Ariane Sherine

One long moanfest

Scream, her ‘memoir of glamour and dysfunction’, is a relentless moanfest but never less than readable

Tama Janowitz’s memoir is a relentlessly cheerless and bitter collection of vignettes. Between tales of her purportedly miserly, creepy and emotionally manipulative father, who suggests that Janowitz enter a wet T-shirt contest aged 15, and her estranged and vicious brother, who tries to sue her despite he being rich and her virtually penniless, the Janowitz clan are portrayed as singularly defective. Struggling to care for her mother, who suffers from dementia (‘My mother is lying on her side with her diapers full of shit’), and fretting about her own teenage daughter, who regularly smokes marijuana, Janowitz is convinced that Tolstoy is wrong and no family is truly happy — though in fairness, she seems determined to fail to embrace happiness at all costs.

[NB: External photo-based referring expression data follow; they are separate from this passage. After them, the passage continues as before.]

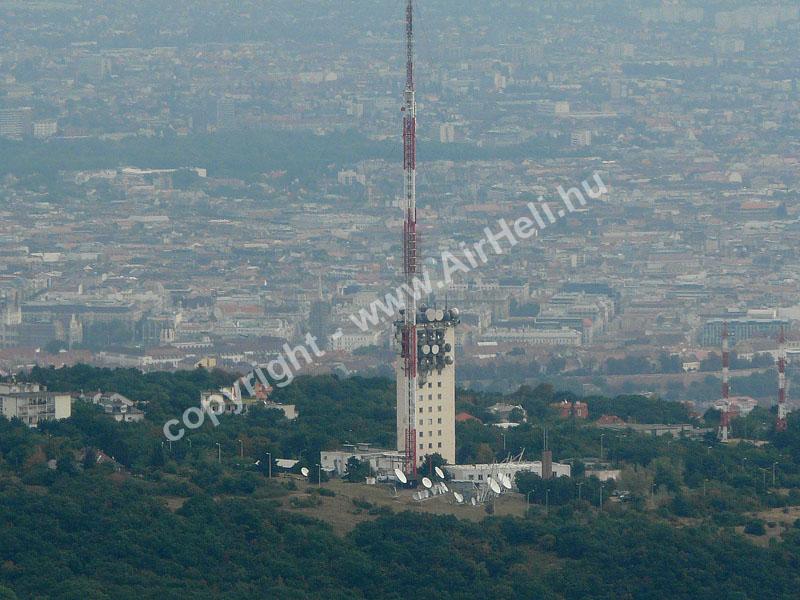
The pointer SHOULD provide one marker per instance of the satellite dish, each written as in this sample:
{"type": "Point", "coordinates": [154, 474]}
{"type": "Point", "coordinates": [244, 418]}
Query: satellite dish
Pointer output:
{"type": "Point", "coordinates": [401, 477]}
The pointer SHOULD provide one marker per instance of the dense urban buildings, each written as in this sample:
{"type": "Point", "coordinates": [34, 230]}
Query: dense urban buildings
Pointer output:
{"type": "Point", "coordinates": [200, 191]}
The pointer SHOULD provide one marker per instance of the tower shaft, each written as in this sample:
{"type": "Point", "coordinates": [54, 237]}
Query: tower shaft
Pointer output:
{"type": "Point", "coordinates": [724, 424]}
{"type": "Point", "coordinates": [780, 423]}
{"type": "Point", "coordinates": [410, 250]}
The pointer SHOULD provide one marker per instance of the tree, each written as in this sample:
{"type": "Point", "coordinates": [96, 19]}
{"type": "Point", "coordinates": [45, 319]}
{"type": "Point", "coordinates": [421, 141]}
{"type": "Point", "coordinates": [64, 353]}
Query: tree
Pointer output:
{"type": "Point", "coordinates": [430, 462]}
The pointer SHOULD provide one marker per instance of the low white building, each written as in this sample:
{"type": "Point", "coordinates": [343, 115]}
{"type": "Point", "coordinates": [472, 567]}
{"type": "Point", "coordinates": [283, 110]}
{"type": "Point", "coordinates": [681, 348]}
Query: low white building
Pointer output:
{"type": "Point", "coordinates": [481, 472]}
{"type": "Point", "coordinates": [381, 461]}
{"type": "Point", "coordinates": [35, 406]}
{"type": "Point", "coordinates": [349, 341]}
{"type": "Point", "coordinates": [536, 337]}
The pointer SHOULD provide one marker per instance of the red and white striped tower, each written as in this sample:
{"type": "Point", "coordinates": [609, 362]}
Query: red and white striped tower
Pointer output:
{"type": "Point", "coordinates": [725, 421]}
{"type": "Point", "coordinates": [780, 423]}
{"type": "Point", "coordinates": [410, 258]}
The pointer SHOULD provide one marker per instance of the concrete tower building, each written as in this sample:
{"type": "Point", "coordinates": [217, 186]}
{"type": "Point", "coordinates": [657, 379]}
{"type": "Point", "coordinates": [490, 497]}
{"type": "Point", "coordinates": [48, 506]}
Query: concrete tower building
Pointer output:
{"type": "Point", "coordinates": [436, 385]}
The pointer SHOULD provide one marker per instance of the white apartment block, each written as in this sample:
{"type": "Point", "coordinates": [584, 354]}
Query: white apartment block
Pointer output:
{"type": "Point", "coordinates": [35, 406]}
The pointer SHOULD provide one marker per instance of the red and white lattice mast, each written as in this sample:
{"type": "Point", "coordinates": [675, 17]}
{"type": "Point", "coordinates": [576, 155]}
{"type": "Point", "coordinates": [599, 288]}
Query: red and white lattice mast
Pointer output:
{"type": "Point", "coordinates": [725, 421]}
{"type": "Point", "coordinates": [410, 258]}
{"type": "Point", "coordinates": [780, 423]}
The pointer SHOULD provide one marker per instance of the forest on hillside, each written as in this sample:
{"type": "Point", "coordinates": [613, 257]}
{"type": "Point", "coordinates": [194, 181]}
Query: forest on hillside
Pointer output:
{"type": "Point", "coordinates": [169, 522]}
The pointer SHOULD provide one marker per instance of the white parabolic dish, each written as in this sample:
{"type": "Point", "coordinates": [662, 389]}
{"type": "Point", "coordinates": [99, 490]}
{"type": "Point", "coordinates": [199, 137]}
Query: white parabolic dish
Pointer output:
{"type": "Point", "coordinates": [401, 477]}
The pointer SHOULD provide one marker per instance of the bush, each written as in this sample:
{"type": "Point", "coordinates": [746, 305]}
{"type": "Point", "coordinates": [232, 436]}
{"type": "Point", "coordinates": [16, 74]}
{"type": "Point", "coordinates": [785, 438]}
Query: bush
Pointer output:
{"type": "Point", "coordinates": [362, 503]}
{"type": "Point", "coordinates": [755, 527]}
{"type": "Point", "coordinates": [307, 502]}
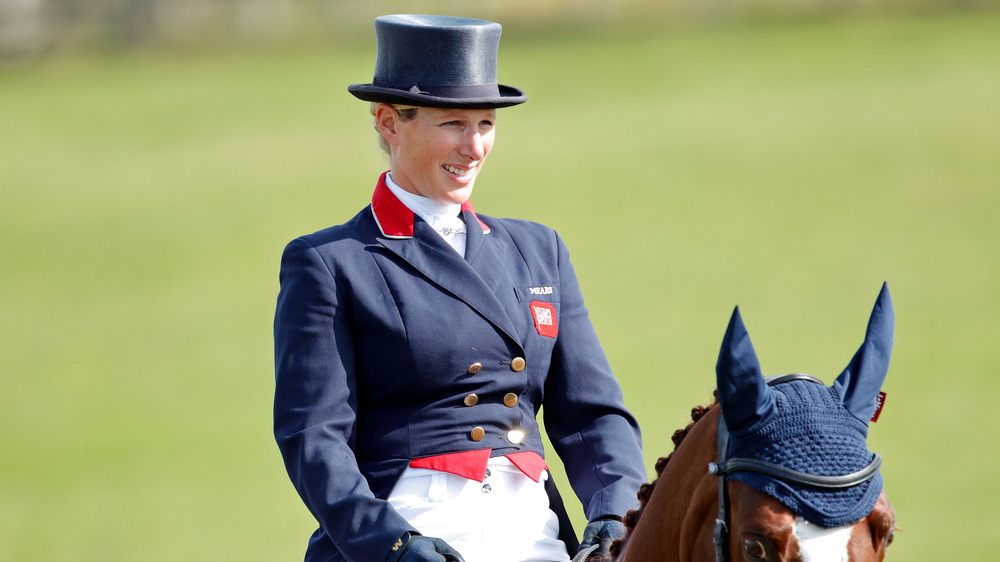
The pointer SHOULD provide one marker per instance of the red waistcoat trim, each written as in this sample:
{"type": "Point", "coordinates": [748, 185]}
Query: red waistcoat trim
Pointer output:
{"type": "Point", "coordinates": [472, 464]}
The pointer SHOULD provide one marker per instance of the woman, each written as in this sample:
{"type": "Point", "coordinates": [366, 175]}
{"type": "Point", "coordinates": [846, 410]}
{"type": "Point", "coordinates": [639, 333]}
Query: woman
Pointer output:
{"type": "Point", "coordinates": [415, 344]}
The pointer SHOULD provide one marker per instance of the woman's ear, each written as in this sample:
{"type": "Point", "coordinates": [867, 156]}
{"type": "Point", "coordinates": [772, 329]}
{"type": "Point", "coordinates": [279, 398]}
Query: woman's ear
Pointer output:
{"type": "Point", "coordinates": [386, 120]}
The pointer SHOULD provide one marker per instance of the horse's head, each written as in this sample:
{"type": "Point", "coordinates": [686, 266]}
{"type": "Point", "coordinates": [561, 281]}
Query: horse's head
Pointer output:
{"type": "Point", "coordinates": [790, 477]}
{"type": "Point", "coordinates": [799, 450]}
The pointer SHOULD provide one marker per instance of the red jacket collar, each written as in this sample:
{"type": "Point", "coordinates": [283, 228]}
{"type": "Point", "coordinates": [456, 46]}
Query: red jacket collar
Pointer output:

No character or situation escapes her opprobrium. There’s her brother’s wife, who insults her mother; endless disputes with everyone from irate neighbours to displeased bookkeepers; an ignorant care home nurse; a smelly, dirty stripper; ill-advised property purchases; a disastrous trip to Israel; and, throughout, the dismal state of Janowitz’s finances. We’re nearly a third of the way through the book before we reach any of the promised glamour of the title; until then, it’s wall-to-wall dysfunction. Even when Janowitz starts hanging out with celebrities, including Andy Warhol and Lou Reed, there are broken friendships and recriminations, a strange obsession with money, a fruitless trip to France and a lack of judgment when meeting the Sex Pistols. While moderately entertaining, the book is also the most egregious moanfest. Surely, you think, something good must have happened in nearly 60 years of life?

And yet, amidst the gloom, there is the odd uproariously funny anecdote, such as an offhand account of the time Janowitz defaced a rabbi’s doorbells as a teenager, to the probable chagrin of those living next door.